Point sur les taux courts

Article sur les taux courts, par Pascal Bernachon, directeur de la gestion, KBL Richelieu Gestion. 

La B.C.E a apporté un seul changement dans sa politique monétaire future en précisant qu’elle renonce à son engagement d’augmenter si nécessaire le montant mensuel de ses rachats d’actifs, qui avait été introduit en 2016. Mais elle se réserve néanmoins la possibilité de prolonger ses achats le cas échéant, après fin septembre de cette année. La remontée du taux directeur de la Banque Centrale n’est toujours pas d’actualité puisque ses prévisions d’inflation sont de 1.4% pour cette année et de 1.7% en 2020. Bien entendu, M. Draghi a évoqué les effets de la hausse de l’euro et le risque que pourraient représenter les barrières douanières.

La Réserve Fédérale n’a pas modifié le constat précédent sur l’activité et un retour prévu de l’inflation dans la zone cible de l’institution. Si certains anticipaient, à contrario de nous, une quatrième hausse de taux au cours de cette année, le Président de la FED a clairement énoncé qu’il s’en tiendrait à 3 pour cet exercice dont celle qui fut activée au cours de ce mois. Par contre, les prévisions pour l’exercice prochain ont été modifiées en portant les hausses de taux à 4 opérations en 2019.
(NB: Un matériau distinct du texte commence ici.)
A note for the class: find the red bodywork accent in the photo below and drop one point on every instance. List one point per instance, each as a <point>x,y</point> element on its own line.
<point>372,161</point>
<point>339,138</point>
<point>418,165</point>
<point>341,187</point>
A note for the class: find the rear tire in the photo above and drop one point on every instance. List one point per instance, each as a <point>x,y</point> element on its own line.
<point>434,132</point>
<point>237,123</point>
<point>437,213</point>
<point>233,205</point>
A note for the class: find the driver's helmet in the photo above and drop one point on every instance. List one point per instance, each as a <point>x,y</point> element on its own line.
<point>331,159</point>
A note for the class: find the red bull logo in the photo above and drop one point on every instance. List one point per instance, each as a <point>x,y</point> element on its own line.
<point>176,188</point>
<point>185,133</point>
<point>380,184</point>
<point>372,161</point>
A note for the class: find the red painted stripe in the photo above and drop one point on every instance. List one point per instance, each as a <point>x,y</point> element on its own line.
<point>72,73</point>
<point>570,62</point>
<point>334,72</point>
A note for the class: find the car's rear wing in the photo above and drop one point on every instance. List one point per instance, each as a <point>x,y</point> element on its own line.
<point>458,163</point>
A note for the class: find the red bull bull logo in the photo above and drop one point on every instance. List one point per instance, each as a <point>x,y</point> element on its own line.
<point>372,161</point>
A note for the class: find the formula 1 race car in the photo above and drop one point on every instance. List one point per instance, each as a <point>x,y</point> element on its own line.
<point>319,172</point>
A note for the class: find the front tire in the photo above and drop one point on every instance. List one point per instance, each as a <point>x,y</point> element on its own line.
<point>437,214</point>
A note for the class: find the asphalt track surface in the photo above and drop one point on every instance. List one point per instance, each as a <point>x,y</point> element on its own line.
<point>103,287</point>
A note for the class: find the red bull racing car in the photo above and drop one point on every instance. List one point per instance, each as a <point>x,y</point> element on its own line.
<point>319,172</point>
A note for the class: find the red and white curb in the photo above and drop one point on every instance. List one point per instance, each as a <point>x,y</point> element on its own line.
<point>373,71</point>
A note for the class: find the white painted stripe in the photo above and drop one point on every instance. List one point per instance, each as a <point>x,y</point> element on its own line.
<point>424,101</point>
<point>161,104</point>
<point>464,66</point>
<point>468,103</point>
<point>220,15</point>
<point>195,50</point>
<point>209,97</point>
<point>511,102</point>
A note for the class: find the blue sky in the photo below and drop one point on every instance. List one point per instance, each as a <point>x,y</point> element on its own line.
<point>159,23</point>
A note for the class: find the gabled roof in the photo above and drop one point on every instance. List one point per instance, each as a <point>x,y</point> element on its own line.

Alors que le Gouverneur de la Banque Centrale évoque que des discussions ont bien pris corps entre les membres de l’institution concernant une éventuelle prochaine sortie de sa politique d’achats d’actifs, la Banque du Japon a poursuivi ses achats d’obligations mais pour un montant annuel en retrait soit 54.000 milliards de yens à fin mars contre un objectif annuel de 80.000 milliards.

A contrario, ses achats indirects sur le marché action ont battu des records de 833 milliards de yens (soit environ 6,5 milliards d’euros) en ETF (fonds indiciels cotés) actions au cours du mois dernier, selon les chiffres publiés par l’autorité monétaire. Sur les trois premiers mois de l’année, les rachats d’ETF se montent ainsi à un record trimestriel de 1.900 milliards de yens depuis le début du programme fin 2010, ce qui représente 32% de son objectif annuel. La Banque du Japon détenait déjà à fin octobre dernier 74% des ETF actions japonaises en circulation, et leur poids aurait contribué à hauteur de 15%

La Banque nationale suisse a annoncé le maintien de son objectif de fluctuation du taux Libor à 3 mois entre -1,25% et -0,25% et du taux de -0,75% sur les dépôts à vue. Elle poursuit sa politique monétaire expansionniste considérant le niveau du Franc suisse toujours élevé. Elle poursuivra donc sa politique d’intervention sur le marché des changes. La B.N.S a également revu légèrement à la baisse ses projections d’inflation à seulement 0,6% fin 2018, et 1,2% fin 2019, et ne prévoit un retour à son objectif de 2% qu’au cours du troisième trimestre de l’année 2020.

La Banque Centrale de Norvège a laissé son principal taux directeur inchangé mais a précisé que les taux seraient probablement relevés après l’été 2018.

La Banque Centrale du Brésil a réduit une nouvelle fois le taux d’intervention Selic d’un quart de point à 6,50%, portant à 7,75 points sa réduction depuis octobre 2016. Toujours influencée par la baisse de l’inflation, elle a laissé entendre qu’elle procèderait sans doute à une nouvelle réduction à l’issue de sa réunion de mai.

La Banque Populaire de Chine a remonté son taux reverse-repo 7 jours de 5 centimes en réponse à la hausse des taux US. Son nouveau gouverneur a estimé qu’il y a encore de la place pour un resserrement de l’écart entre taux longs et taux courts afin d’accroitre l’impact de la politique monétaire dans l’économie chinoise. L’institution s’est retrouvée avec des pouvoirs élargis en terme de supervision des banques et des assurances et disposera alors de plus de leviers d’action.